# Home Repair Policies and the Uneven Landscape of Aging in Community for Low-Income Older Adult Homeowners

**Authors:** Leiha Edmonds

PMC · DOI: 10.1093/geroni/igaf122.3789 · Innovation in Aging · 2025-12-31

## TL;DR

This paper examines how home repair policies affect aging in place for low-income older adults, highlighting uneven access and the role of collaborative coalitions.

## Contribution

The study reveals how geographic eligibility criteria in policies create disparities in home repair access for low-income older homeowners.

## Key findings

- Home repair programs disproportionately benefit urban areas, leaving peri-urban residents underserved.
- Collaborative coalitions can integrate diverse funding to better address repair needs for low-income older adults.
- Policy frameworks often fail to align with the actual housing needs of aging populations in suburban regions.

## Abstract

Federal, state, and local policies in the United States are increasingly recognizing home repair as a strategy for supporting age-friendly cities and communities.
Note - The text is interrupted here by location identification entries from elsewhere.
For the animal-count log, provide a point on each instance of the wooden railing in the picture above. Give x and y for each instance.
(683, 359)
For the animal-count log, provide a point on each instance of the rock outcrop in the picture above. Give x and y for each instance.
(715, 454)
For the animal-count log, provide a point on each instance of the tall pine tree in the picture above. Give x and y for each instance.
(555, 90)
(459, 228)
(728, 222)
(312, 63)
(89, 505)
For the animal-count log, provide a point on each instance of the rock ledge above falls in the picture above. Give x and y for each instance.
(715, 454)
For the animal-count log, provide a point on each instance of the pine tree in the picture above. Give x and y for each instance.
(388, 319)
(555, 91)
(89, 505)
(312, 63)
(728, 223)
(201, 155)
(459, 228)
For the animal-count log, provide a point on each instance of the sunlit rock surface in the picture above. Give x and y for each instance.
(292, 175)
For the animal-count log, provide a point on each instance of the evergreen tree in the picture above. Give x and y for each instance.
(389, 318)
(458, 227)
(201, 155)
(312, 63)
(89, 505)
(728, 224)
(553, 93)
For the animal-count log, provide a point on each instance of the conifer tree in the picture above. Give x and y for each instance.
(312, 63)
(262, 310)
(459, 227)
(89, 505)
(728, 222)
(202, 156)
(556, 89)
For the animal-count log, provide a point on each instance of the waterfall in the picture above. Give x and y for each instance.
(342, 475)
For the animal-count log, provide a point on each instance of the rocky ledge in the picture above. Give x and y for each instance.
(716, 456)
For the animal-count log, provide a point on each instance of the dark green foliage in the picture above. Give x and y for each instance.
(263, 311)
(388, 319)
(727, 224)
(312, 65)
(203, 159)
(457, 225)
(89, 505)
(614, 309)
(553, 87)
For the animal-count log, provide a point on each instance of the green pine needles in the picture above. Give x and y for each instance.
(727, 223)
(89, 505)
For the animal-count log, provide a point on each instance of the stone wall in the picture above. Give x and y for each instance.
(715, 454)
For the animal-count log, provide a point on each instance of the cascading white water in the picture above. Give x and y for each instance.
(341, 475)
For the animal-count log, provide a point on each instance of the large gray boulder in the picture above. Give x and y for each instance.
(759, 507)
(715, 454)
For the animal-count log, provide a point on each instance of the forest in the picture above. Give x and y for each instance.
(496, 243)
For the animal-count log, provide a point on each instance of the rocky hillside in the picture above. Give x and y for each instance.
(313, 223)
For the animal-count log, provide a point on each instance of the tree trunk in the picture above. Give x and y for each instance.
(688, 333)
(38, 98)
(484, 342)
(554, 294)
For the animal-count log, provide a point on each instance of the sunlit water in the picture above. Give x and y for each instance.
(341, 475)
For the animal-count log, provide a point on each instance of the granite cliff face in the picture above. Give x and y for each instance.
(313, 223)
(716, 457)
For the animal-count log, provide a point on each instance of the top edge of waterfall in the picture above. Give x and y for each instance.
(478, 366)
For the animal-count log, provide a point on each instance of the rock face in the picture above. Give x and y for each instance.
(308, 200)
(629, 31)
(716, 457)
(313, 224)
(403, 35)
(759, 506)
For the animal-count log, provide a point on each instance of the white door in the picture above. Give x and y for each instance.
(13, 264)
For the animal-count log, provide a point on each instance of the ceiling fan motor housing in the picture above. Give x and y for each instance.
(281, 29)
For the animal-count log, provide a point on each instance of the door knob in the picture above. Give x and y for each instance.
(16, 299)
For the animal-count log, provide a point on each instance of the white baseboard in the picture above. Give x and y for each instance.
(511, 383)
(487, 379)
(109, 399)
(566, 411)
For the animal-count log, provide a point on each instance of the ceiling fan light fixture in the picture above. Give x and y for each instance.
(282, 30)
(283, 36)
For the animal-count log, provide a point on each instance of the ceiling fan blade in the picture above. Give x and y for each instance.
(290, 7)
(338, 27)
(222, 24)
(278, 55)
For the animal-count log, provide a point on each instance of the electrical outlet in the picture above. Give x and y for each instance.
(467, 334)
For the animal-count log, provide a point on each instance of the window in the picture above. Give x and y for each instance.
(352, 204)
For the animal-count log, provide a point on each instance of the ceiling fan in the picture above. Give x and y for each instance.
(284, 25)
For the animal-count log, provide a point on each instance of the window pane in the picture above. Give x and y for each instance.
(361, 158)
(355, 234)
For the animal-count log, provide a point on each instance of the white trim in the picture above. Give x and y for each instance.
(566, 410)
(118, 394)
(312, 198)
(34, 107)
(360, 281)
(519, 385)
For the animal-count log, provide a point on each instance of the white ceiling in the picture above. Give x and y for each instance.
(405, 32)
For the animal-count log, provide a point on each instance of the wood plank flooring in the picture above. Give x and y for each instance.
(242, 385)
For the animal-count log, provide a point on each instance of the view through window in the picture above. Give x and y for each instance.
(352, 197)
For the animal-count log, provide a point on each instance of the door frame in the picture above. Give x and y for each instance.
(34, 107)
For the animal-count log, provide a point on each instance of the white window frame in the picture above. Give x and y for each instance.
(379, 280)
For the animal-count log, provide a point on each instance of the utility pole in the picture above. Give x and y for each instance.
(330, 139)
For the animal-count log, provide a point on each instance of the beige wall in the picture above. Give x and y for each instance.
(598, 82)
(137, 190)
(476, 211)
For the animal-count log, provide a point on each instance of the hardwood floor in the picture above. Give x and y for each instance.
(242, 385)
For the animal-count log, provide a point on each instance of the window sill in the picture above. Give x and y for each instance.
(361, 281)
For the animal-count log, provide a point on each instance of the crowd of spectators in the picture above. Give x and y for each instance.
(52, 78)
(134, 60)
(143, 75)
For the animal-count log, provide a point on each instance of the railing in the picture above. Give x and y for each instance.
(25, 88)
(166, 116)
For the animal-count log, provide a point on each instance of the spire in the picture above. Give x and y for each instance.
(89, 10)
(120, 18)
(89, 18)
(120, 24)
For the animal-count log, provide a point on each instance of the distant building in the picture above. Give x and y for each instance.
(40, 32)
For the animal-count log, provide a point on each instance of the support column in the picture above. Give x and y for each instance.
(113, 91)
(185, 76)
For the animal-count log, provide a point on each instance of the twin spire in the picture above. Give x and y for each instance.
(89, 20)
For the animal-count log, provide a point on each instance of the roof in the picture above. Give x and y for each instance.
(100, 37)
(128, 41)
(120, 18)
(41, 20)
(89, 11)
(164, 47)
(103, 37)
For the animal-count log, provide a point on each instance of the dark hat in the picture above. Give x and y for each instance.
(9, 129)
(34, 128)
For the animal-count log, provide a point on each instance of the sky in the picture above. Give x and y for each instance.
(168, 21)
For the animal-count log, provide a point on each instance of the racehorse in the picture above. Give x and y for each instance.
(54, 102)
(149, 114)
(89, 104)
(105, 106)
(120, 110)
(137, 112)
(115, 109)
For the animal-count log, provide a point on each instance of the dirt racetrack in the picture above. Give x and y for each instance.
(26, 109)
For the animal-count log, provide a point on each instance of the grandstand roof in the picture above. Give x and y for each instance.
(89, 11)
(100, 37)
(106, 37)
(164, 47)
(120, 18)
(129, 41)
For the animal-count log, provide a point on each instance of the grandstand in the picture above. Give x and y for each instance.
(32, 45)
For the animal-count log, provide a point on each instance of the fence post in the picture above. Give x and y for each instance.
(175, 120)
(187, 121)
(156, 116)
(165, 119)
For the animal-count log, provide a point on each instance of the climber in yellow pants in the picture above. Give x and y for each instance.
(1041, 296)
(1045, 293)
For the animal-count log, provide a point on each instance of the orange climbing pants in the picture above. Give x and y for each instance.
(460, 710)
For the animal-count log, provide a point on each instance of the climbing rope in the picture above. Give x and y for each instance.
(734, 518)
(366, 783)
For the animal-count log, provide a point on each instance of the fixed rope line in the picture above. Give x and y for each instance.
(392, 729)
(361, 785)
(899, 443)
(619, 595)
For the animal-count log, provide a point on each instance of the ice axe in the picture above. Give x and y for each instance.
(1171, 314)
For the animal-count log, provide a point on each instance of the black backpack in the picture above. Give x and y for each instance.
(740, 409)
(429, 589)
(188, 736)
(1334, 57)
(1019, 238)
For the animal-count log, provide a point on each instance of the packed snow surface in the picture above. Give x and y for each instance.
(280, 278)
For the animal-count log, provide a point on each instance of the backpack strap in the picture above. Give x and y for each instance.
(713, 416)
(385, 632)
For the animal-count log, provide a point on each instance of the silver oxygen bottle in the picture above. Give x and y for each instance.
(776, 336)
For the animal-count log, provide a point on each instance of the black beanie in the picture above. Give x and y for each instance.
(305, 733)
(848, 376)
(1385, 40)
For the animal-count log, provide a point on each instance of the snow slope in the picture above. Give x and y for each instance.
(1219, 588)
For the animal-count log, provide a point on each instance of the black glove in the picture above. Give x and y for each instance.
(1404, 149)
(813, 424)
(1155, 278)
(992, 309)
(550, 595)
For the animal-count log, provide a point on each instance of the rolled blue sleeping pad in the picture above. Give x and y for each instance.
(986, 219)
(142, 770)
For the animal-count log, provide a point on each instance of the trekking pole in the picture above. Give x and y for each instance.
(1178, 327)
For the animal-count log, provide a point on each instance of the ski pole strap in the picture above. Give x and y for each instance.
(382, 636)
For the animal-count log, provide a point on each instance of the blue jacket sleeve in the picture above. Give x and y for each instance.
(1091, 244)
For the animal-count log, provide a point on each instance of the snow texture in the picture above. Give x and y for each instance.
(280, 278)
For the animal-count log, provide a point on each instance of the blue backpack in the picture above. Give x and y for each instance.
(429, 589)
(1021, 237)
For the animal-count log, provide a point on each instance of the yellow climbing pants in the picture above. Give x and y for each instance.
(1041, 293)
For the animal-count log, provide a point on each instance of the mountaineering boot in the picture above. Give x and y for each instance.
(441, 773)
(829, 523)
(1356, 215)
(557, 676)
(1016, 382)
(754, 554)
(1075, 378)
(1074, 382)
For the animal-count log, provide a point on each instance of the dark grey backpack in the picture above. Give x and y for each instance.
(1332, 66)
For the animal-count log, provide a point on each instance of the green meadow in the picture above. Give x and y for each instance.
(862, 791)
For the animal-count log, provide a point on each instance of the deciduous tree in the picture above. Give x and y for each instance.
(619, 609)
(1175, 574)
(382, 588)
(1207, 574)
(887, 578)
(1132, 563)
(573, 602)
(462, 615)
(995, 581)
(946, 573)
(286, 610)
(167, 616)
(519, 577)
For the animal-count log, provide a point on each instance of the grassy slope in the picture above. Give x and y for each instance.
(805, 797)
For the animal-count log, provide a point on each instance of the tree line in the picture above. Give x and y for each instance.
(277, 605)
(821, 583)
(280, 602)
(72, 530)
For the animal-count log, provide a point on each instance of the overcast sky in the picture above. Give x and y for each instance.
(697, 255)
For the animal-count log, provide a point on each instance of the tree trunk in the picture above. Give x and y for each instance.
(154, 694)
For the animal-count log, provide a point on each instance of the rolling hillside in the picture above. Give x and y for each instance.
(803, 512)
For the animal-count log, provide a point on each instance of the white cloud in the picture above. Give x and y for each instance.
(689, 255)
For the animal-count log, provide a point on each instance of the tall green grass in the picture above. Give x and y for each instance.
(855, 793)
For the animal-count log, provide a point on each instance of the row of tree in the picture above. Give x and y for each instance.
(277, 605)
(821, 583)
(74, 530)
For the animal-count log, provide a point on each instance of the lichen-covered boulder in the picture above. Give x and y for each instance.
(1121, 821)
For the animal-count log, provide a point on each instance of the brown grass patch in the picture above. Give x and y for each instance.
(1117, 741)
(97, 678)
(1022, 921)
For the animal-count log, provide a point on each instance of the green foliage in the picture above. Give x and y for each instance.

Ensuring access to home maintenance, repairs, and modifications is crucial to support aging in place, enhance the physical and mental health of older adults, and enable low-income homeowners to resist displacement pressures. This article investigates the influence of housing policy on aging-in-place experiences among low-income older adults by examining the work of the Orange County Home Preservation Coalition (OCHPC) in the Triangle Region of North Carolina. The OCHPC comprises local residents, municipal governments, nonprofit organizations, and home repair providers who collaboratively deliver free home improvements to older adults with limited incomes. Using policy analysis, administrative and interview data from coalition partners, we assess how federal, state, and local policies shape the implementation and reach of these repair programs. Our findings indicate that, despite strong rhetorical commitments to affordable housing stability and climate resilience for older adults, geographic eligibility criteria embedded in policy frameworks result in uneven access to home repair services, particularly disadvantaging those living in peri-urban areas (regions adjacent to metropolitan centers). We further explore how collaborative, cross-sector coalitions can leverage and integrate diverse funding streams and programs to more comprehensively address the home repair needs of low-income older adults.